Spinakker is just one of 106 open-source repositories, ranging from big data to service discovery. It is produced by Netflix, but most developers seem reticent to dive in. So, when the vanguard of open source itself is putting out this much material, why isn’t the community scrambling over it? London DevOps threw the discussion open to the floor.

Out of our league

There are several explanations for this phenomenon; the most common being, given the scale at which Netflix is operating, they simply have problems which no-one else has – it’s a case of the product evolving faster than the user can accommodate it.
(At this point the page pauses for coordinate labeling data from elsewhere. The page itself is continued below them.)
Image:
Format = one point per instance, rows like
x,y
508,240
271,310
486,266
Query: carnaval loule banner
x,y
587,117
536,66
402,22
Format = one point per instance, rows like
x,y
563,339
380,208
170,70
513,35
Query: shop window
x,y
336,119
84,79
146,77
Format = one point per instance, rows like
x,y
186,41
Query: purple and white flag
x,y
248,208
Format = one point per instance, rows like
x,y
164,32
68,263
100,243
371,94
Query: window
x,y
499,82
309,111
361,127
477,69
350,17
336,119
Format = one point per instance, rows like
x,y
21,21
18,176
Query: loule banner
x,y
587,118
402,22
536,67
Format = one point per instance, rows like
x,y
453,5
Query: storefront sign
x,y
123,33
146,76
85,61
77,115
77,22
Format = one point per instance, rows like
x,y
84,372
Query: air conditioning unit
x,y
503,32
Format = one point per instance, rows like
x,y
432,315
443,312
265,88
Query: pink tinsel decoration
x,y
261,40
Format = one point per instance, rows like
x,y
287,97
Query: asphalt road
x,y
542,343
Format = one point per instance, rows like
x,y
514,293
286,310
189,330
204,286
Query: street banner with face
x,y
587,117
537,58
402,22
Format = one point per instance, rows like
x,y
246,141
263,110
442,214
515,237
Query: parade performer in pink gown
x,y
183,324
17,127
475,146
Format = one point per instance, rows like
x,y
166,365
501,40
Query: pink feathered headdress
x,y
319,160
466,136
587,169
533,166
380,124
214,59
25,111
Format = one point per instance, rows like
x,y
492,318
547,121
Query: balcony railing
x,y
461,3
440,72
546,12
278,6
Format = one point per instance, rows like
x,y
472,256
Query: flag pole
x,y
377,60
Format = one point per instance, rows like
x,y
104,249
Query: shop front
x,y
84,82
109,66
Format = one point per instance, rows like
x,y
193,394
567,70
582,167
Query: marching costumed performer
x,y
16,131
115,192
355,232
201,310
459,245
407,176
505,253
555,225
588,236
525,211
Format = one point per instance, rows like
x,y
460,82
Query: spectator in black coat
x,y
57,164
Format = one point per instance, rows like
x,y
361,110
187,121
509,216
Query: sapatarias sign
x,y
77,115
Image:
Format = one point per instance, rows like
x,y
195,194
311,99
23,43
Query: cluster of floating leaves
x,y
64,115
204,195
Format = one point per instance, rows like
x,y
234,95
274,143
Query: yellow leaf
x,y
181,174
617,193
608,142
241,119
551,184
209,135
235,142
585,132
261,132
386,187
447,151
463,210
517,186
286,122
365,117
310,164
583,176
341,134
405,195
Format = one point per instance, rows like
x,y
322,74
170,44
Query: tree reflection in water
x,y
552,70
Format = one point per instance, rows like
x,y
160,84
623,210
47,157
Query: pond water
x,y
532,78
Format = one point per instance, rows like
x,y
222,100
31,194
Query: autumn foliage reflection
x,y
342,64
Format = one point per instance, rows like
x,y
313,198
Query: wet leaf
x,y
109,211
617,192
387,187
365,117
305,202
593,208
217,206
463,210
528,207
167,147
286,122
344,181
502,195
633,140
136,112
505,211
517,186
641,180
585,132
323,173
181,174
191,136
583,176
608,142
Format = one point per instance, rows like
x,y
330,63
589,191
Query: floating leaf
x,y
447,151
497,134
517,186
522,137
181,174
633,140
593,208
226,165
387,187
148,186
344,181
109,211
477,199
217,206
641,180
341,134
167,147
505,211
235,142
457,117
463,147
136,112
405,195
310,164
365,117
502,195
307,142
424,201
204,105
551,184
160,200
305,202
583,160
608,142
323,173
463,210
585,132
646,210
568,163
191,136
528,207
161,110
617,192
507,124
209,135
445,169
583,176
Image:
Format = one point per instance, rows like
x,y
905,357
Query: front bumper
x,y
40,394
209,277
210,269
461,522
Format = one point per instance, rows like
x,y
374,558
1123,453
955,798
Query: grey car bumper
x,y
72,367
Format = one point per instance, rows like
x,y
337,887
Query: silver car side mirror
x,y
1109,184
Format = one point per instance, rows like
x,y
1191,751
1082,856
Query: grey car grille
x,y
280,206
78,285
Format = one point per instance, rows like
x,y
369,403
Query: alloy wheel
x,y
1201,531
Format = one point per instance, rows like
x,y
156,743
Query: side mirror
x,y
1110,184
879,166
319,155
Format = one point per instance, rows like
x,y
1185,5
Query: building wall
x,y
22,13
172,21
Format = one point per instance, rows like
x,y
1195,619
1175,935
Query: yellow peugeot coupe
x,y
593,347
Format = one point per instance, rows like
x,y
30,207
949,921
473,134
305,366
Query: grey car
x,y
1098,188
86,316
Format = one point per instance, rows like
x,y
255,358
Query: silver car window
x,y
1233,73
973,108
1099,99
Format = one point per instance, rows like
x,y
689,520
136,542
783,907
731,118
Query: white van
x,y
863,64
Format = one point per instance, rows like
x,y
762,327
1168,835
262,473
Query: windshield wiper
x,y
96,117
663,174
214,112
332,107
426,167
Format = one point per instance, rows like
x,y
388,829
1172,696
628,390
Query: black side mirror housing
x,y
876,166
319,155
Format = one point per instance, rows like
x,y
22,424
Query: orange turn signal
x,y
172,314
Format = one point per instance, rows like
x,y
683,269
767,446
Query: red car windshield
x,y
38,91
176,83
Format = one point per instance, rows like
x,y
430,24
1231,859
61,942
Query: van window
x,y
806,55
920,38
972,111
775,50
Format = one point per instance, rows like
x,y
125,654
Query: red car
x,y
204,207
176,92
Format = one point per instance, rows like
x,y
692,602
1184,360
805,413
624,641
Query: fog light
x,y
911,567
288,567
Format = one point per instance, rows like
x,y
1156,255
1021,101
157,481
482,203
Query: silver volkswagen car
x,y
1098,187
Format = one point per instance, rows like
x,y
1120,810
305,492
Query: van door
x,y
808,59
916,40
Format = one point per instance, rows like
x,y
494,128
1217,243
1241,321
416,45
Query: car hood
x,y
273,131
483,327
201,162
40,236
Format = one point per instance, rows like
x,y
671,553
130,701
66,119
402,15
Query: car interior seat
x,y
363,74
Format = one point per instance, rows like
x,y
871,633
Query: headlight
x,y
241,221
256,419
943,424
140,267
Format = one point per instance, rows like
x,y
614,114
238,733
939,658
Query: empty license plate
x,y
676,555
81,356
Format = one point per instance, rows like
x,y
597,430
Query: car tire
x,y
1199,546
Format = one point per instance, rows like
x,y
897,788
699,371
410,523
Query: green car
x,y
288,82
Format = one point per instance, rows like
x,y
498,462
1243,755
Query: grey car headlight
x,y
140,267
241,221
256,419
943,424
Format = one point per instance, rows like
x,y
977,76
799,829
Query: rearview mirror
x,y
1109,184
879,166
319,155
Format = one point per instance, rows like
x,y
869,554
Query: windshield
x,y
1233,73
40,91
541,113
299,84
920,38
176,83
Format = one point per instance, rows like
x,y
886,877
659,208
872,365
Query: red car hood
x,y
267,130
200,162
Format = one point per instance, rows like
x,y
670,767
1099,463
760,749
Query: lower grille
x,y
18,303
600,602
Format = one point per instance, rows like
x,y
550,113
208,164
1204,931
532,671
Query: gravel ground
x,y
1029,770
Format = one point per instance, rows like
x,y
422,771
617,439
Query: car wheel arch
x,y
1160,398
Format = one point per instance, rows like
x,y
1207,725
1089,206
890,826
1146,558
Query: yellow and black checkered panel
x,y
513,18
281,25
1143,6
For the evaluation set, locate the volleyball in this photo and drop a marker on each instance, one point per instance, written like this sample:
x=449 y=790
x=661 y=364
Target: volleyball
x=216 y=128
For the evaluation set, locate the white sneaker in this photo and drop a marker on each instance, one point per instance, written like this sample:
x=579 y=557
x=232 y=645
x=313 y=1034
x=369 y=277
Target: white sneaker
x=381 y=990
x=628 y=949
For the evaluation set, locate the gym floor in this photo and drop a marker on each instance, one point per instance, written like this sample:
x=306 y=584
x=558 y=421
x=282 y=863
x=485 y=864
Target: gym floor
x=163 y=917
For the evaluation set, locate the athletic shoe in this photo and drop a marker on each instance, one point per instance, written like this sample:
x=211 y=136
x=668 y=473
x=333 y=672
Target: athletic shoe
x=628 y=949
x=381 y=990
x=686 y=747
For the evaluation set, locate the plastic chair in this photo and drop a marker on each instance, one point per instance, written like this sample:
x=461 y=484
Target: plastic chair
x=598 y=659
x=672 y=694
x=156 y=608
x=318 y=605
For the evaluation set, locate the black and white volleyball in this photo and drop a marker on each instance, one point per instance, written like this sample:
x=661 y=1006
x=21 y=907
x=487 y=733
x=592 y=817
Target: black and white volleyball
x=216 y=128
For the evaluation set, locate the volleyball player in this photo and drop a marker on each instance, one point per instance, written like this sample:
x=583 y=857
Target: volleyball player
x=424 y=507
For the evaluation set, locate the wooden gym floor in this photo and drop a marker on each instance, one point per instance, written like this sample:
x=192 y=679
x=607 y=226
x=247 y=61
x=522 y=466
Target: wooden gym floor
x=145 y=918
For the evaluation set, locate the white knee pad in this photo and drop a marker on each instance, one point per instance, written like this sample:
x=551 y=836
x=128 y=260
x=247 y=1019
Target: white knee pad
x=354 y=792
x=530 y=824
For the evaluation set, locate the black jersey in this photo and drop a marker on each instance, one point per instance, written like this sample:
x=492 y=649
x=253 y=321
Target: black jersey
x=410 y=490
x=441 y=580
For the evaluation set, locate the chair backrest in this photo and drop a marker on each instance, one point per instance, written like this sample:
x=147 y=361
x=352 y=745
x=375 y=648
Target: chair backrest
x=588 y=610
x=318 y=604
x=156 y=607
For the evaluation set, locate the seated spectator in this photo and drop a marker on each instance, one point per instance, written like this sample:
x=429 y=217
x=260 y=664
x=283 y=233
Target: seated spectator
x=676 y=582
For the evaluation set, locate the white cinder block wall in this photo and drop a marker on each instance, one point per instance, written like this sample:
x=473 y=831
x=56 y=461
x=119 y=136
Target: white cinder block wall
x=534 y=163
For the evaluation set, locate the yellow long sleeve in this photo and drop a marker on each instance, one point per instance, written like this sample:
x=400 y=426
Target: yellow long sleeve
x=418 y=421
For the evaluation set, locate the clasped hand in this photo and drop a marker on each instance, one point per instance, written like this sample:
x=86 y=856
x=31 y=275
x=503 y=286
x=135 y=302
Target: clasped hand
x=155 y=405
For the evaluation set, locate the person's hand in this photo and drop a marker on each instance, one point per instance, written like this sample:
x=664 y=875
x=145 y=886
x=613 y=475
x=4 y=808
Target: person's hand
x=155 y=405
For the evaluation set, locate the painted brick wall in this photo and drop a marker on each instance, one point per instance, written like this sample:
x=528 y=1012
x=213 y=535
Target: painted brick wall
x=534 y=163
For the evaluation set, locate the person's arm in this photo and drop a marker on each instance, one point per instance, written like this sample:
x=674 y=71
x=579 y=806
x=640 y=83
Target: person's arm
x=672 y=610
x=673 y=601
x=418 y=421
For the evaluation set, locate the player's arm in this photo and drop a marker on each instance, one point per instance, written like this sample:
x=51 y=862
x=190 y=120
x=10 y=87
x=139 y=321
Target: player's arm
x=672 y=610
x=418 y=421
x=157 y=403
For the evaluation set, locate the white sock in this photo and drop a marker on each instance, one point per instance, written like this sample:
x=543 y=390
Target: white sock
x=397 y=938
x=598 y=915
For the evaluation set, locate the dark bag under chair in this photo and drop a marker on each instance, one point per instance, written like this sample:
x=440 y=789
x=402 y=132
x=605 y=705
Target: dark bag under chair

The user isn’t engaged…so the user isn’t engaged with

Furthermore, because there isn’t a two-way relationship between user and software, Netflix simply don’t have the community engagement to fix issues, which can lead to problems from a utilisation perspective – the documentation on certain programmes, for example is poor.

Managing the managers

Another obstacle is convincing management to deploy new systems; open-source tools may be free from a monetary perspective, but their cost lies in the time it takes to implement them. It is also difficult to get sign off on a project which is orientated around safeguarding against an eventuality, rather than promoting a new feature. One method for the bold of heart is to simply tell your manager ‘I will solve this problem for you,’ rather than ‘I’m using a new tool’ – but obviously this approach is hardly without complications.

Lagging due to legacy

Ultimately, the DevOps community’s reticence might truly be a case of ‘it’s not you, it’s us.’ Even when there is a compelling case for adoption, often it would require an overhaul of the infrastructure stack – and many simply aren’t willing to commit to dealing with the backlog from a time – or cost – perspective.

Server Access Management made easy(-er)

Pusher’s Phil Tabrogge talked us through what to do when things go really wrong and you just need a shell – usually in a hurry. The problem of managing SSH access to servers has never gone away, and in fact, the less often it is needed the more reliable the tooling needs to be. As servers are no longer precious flowers, when managing SSH Public Keys, organisations often need to choose between shared keys, creating problems if the key needs to be changed, and relying on a puppet to keep keys updated by Configuration Management (a semi-manual process.).

Phil talked through his organisation’s solution to this problem: Hashicorp’s Vault. Vault is a tool for securely accessing secrets such as API keys, passwords, or certificates. The software provides a unified interface to any secret, while providing tight access control and recording a detailed audit log. This isn’t a new idea – it operates in a similar fashion to Kerberos. It’s a very user-friendly alternative, and, as a wise man once said, there are no new ideas – just new programming languages to write them with.